Someone mentioned the other day that you can’t control how others see you and somehow that was just mind-blowing to me.
I tell my clients this all the time (and wrote about it in an earlier post) – you have to be prepared to be the villain in your former partner’s story. But somehow this didn’t extend beyond that idea to me until recently.
We interact with so many people in so many limited ways that we form limited pictures of others. We are not in control of their picture of us and vice versa.
One of my good friends – actually, the woman who performed our wedding – is a hiking friend. Almost our whole relationship has been in outdoor gear with backpacks on. When she was trying to figure out what to wear for our wedding, she sent me a picture in a dress and I literally laughed out loud. I’d never seen her in anything fancier than jeans and somehow it didn’t occur to me to think of her dressed up.
This is a silly example, but the concept holds. How many kids do you think of as years younger than they actually are? How many work friends have serious hobbies you knew nothing about? We so often build limited relationships with people.
Sometimes this idea can take a challenging turn. People that knew you when you were younger or really into a particular hobby or identifying in a certain way that you have evolved from, may not evolve with you. They may intentionally remember who you were, not who you are. Your family may treat you as the irresponsible teenager no matter how professional and responsible you’ve become. Your siblings may still pick on you now matter how much you’ve gotten things together.
You can only impact how you let this treatment matter to you. You don’t have to subject yourself to behavior that makes you feel bad about yourself. If spending time with family is making you less mentally healthy, limit time with family. If continuing to participate in an activity that you’ve lost the zeal for isn’t fulfilling you, find a way to work the relationships you want to preserve into something else that is more fulfilling. If you want someone to have a more complete picture of who you are and you want to make your relationship more multi-faceted, you have to show them all the angles.
But you cannot control how they see you. You can control whether how they see you hurts you.

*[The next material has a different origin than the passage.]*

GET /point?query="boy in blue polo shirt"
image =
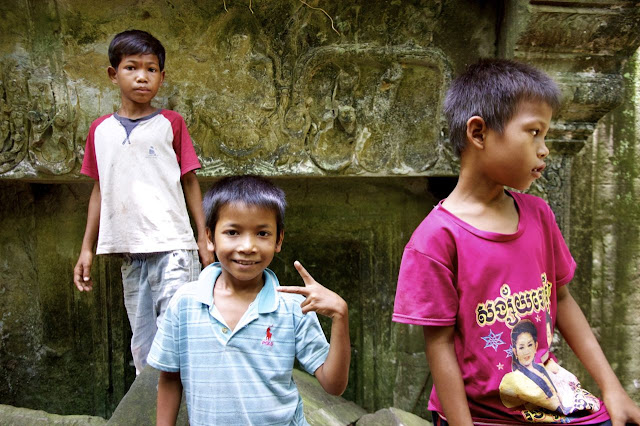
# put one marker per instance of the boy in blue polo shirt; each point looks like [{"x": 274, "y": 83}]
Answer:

Oftentimes people, especially family, will choose to remember and recognize the version of you that makes them most comfortable regardless of how it makes you feel. Changing that perspective requires work and attention to point out that that version of you that makes them comfortable makes you uncomfortable.
Give people the benefit of the doubt that they are not trying to intentionally hurt your feelings or make you feel uncomfortable. Give them the opportunity to change and adjust. But you don’t have to give them the opportunity to hurt you when they’ve made it clear they won’t adjust. That choice is yours alone.
Take care of yourself and control the things you can control.